Auch für das tägliche Dasein ist die Braucht man Privatrechtsschutz von steigender Bedeutung. Aber bei allem was wir tun, agieren wir im Dickicht von Recht und Gesetz. Nirgendwo auf der Erde ist das Umfeld und Leben so geregelt und von Rechts wegen abgesichert wie hier in Deutschland. Wo ein Raum frei von Recht und Gesetz gesehen wird, werden im Nu neue Vorschriften und Verordnungen von der Legislative beschlossen. Ob diese sinnig oder unnütz sind, ist einmal dahin gestellt.

Man muss für sich das Wagnis selber einschätzen, ob und in welcher Lage eine Rechtschutz für einen in Betracht kommt. Für die meisten Versicherungsnehmer ist der Einzug in eine eigene Heimstatt Grund genug, um sich gegen Streitsachen mit dem Vermieter abzusichern. Bei anderen ist es der Erwerb der Fahrberechtigung, um eine Verkehrsrechtsschutzversicherung abzuschließen. Warum man sich auch für eine Braucht man Privatrechtsschutz entschließt, macht man das zukunftsorientiert, für den Fall der Fälle.

Für was braucht man Privatrechtsschutz?

  1. Mietrechtsschutz
  2. Verkehrsrechtsschutz
  3. Vermieterrechtsschutz
  1. Die Versicherungssumme sollte mindestens 300.000 Euro (weltweit: mindestens 100.000 Euro) betragen.
  2. Wollen Sie die Konsequenzen der Selbstbeteiligungshöhe auf den Versicherungsbeitrag prüfen, beginnen Sie mit einer hohen Eigenbeteiligung im Vergleichsrechner – und wählen Sie an diesem Punkt immer niedrigere Eigenbeteiligung.
  3. Beinhaltet der Vertrag die Folge-Ereignis-Theorie, wird auch dann Rechtsschutz geleistet, wenn die Streitursache vor dem Versicherungsabschluss liegt.

Braucht man Privatrechtsschutz?

Rechtsschutzversicherungen können verschiedene Bereiche umfassen.
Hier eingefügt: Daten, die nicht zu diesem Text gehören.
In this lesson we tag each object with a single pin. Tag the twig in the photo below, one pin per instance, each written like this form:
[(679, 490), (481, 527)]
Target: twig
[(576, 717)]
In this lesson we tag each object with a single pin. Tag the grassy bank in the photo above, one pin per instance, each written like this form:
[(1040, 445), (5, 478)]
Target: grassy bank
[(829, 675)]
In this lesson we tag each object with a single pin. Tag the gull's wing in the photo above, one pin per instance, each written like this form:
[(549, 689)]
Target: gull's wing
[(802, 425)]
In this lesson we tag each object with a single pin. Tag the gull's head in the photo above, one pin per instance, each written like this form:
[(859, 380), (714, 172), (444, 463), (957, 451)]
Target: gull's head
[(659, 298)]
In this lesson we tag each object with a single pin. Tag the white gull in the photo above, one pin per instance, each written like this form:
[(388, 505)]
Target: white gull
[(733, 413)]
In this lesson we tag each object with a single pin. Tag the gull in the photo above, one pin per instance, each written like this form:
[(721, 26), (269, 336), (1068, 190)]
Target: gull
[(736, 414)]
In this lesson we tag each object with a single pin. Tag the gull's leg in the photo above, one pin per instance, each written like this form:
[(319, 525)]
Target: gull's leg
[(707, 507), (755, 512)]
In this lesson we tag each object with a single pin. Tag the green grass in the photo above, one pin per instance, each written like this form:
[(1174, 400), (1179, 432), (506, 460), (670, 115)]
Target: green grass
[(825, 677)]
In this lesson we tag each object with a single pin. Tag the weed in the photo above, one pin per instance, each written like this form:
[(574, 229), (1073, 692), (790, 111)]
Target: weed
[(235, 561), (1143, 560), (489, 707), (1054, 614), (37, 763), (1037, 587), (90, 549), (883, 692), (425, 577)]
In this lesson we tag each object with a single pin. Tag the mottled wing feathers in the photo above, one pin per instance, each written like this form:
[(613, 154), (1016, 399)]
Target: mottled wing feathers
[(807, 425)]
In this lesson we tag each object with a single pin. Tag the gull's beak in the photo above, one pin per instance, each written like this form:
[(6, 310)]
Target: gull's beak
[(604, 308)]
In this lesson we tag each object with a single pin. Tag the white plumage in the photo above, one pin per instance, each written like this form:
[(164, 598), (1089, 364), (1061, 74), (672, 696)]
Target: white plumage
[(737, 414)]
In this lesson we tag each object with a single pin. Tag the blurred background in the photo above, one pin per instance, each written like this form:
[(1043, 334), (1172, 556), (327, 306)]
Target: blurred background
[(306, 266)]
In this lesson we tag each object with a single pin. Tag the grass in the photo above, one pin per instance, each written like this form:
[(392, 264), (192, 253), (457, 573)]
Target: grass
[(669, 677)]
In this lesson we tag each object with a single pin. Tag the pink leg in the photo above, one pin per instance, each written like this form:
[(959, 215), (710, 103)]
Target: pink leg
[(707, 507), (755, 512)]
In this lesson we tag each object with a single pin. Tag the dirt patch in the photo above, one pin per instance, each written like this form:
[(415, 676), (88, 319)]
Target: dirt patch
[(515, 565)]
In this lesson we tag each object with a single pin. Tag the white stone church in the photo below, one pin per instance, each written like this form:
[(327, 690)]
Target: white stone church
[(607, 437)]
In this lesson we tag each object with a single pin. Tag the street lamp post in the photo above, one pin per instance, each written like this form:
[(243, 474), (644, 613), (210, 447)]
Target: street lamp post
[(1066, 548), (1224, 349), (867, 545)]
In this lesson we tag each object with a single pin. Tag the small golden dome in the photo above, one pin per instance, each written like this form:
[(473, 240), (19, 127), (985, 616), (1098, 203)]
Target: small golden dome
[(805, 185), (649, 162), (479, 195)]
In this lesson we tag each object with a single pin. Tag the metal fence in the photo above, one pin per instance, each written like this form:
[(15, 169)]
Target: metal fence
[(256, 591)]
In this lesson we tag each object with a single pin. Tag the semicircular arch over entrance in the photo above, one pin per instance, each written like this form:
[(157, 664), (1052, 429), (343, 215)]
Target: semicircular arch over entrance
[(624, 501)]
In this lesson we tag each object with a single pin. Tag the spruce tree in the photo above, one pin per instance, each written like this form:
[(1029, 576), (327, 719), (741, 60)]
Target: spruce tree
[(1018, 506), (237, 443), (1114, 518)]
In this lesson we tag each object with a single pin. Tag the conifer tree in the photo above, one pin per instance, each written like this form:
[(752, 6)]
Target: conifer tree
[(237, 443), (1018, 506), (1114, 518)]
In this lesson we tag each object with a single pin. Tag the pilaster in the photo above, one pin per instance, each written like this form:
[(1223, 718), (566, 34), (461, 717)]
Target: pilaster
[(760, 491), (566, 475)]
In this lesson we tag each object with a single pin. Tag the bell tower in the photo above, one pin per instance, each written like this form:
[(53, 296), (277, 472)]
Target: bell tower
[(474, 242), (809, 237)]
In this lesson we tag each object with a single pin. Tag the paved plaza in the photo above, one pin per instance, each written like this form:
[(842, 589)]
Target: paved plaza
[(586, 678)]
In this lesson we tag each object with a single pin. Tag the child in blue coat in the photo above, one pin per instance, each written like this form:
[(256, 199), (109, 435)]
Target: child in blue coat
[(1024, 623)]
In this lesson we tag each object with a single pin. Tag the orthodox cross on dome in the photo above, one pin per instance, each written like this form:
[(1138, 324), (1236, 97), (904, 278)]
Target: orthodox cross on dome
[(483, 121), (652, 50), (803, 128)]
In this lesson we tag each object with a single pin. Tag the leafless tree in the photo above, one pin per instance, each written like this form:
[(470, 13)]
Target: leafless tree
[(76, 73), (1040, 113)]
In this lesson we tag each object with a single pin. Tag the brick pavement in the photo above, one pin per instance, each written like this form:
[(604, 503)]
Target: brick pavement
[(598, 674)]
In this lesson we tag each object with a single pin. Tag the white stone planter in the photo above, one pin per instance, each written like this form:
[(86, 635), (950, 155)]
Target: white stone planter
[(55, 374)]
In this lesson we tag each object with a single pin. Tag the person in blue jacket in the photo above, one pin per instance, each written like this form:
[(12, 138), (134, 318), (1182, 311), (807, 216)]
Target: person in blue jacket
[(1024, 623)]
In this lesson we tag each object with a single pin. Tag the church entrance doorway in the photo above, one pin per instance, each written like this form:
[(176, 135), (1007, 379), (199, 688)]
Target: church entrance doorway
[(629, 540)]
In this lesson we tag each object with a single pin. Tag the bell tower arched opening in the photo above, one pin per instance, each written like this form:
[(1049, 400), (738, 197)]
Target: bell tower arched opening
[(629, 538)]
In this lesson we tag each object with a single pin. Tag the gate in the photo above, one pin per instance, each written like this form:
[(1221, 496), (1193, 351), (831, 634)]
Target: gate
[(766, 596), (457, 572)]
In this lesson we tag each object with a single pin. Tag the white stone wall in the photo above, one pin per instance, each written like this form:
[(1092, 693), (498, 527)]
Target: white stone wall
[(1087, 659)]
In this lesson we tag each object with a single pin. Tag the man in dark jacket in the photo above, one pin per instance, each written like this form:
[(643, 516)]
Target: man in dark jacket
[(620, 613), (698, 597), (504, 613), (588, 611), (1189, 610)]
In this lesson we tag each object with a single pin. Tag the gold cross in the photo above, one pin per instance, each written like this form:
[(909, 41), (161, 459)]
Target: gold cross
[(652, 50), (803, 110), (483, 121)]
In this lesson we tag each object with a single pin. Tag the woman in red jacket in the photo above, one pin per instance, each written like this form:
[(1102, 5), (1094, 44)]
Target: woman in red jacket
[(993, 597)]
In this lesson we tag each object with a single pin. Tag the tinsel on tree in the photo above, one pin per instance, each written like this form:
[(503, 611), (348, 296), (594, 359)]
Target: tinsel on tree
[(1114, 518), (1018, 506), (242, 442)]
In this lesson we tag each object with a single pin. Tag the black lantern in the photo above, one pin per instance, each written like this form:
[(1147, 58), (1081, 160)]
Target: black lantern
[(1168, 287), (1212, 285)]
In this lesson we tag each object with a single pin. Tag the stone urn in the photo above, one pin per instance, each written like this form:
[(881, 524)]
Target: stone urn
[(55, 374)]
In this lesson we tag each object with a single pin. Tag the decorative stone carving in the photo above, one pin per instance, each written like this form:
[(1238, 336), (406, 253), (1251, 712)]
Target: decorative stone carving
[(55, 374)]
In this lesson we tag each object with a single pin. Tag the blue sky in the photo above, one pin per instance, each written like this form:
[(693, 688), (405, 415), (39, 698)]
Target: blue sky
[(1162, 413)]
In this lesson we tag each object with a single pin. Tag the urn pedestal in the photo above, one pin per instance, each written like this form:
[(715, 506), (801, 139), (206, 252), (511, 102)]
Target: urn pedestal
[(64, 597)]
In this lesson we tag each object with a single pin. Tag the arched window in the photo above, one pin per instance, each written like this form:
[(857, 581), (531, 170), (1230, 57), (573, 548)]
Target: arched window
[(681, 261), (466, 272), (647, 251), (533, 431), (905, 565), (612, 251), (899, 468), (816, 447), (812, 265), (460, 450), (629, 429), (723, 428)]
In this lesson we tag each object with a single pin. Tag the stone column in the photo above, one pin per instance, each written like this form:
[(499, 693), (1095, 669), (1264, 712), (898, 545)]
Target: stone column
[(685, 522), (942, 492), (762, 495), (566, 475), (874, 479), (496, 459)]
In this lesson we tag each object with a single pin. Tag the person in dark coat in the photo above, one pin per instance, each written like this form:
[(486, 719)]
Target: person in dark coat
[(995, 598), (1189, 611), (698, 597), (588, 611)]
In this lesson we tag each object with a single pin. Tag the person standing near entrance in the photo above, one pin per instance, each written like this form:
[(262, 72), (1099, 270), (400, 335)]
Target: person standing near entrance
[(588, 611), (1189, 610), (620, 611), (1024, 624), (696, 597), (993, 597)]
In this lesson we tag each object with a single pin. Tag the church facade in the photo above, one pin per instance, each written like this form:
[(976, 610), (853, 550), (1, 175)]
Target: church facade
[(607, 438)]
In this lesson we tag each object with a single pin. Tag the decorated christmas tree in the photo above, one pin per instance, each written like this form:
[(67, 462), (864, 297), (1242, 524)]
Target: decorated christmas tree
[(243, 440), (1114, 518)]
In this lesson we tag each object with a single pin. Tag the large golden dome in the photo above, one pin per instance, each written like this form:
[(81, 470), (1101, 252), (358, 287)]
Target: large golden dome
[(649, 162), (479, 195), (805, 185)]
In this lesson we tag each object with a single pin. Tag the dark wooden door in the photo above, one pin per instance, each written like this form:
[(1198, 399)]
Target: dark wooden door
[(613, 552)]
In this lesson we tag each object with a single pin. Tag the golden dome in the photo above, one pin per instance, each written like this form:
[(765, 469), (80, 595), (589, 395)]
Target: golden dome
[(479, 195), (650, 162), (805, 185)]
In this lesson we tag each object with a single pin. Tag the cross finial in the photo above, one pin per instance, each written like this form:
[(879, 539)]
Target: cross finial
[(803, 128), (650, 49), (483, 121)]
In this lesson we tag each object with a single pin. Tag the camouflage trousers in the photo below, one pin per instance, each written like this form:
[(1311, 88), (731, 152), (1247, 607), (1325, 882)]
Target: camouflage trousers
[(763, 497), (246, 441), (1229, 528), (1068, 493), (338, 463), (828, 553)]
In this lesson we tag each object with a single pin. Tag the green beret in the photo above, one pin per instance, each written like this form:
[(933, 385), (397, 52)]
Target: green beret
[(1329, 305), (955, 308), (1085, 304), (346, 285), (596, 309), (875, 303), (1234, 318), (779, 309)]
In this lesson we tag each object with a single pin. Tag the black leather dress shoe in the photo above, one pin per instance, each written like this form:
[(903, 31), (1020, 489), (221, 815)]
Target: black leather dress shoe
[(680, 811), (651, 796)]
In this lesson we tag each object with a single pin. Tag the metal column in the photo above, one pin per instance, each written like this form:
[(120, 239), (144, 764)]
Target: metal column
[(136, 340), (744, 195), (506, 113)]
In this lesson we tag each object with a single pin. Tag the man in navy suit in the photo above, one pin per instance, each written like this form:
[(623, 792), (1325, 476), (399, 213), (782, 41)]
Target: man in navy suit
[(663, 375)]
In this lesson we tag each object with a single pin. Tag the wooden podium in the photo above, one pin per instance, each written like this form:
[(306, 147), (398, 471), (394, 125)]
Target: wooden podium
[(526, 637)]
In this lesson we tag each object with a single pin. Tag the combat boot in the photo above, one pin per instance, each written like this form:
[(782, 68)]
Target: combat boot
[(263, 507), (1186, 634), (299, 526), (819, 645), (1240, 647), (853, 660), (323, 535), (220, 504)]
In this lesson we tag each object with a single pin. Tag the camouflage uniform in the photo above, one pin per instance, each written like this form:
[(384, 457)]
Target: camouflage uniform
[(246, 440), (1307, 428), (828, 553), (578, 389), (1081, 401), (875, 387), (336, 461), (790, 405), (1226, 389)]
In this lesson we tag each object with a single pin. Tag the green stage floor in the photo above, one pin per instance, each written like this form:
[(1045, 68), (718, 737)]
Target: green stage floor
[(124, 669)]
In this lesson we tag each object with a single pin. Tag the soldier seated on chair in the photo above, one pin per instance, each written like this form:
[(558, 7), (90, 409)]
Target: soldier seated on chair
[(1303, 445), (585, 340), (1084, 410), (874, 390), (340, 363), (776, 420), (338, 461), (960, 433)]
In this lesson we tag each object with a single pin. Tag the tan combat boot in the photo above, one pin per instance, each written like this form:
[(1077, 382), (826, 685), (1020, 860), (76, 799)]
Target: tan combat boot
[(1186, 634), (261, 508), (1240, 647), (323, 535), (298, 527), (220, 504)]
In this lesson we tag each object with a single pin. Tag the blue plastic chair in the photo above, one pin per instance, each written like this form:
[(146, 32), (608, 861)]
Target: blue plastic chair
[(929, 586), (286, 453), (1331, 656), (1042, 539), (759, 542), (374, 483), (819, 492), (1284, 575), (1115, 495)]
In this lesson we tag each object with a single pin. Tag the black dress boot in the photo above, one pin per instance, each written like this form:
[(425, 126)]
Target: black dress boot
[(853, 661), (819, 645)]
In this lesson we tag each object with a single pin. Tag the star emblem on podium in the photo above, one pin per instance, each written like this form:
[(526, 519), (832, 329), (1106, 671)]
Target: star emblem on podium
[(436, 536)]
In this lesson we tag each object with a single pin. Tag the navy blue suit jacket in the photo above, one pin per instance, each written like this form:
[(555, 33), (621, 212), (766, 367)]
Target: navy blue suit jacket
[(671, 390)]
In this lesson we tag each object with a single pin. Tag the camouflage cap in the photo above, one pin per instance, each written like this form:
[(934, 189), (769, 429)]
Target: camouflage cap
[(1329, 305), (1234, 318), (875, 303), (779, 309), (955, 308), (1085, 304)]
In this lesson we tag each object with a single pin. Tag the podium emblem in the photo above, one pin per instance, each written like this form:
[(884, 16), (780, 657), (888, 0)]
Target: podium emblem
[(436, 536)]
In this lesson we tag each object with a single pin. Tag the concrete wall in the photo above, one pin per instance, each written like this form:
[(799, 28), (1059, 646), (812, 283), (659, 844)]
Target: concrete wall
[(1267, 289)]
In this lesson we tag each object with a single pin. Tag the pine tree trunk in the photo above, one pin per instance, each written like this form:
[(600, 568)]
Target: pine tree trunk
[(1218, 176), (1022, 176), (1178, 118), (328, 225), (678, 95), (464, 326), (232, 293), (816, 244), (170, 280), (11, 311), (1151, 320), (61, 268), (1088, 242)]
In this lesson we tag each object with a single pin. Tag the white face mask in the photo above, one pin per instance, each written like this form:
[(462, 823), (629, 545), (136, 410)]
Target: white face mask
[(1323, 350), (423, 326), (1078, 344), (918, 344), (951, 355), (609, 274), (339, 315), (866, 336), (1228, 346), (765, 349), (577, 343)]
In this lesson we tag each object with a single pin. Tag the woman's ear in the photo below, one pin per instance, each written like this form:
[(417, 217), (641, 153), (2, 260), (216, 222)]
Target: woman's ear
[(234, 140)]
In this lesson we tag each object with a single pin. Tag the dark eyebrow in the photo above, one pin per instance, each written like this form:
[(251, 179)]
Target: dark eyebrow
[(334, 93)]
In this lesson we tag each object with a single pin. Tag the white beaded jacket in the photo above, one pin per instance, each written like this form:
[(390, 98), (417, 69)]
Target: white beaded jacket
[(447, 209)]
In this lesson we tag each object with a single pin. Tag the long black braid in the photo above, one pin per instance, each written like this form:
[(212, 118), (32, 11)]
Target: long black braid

So werden unterschiedliche Möglichkeiten in der privaten Rechtschutzversicherung offeriert, dies lässt Kundinnen und Kunden auch die Option offen, aus diversen Modellen der Kfz-Rechtsschutzversicherung zu wählen.

In der KS-AUXILIA Privat-Rechtsschutz- und auch Verkehrsrechtsschutzversicherung gibt es vielfältig ausgeprägte Varianten mit Standard-Bausteinen, die auch von den meisten Assekuranzen in ähnlicher Weise angeboten werden. Es gibt darüber hinaus dazu Rechtsschutz-Bausteine, die nach Bedarf wahlweise eingeschlossen werden können. Zur Zusammenstellung Ihrer eigenen Rechtschutzversicherung und für nähere Fragen kontakten Sie am besten uns.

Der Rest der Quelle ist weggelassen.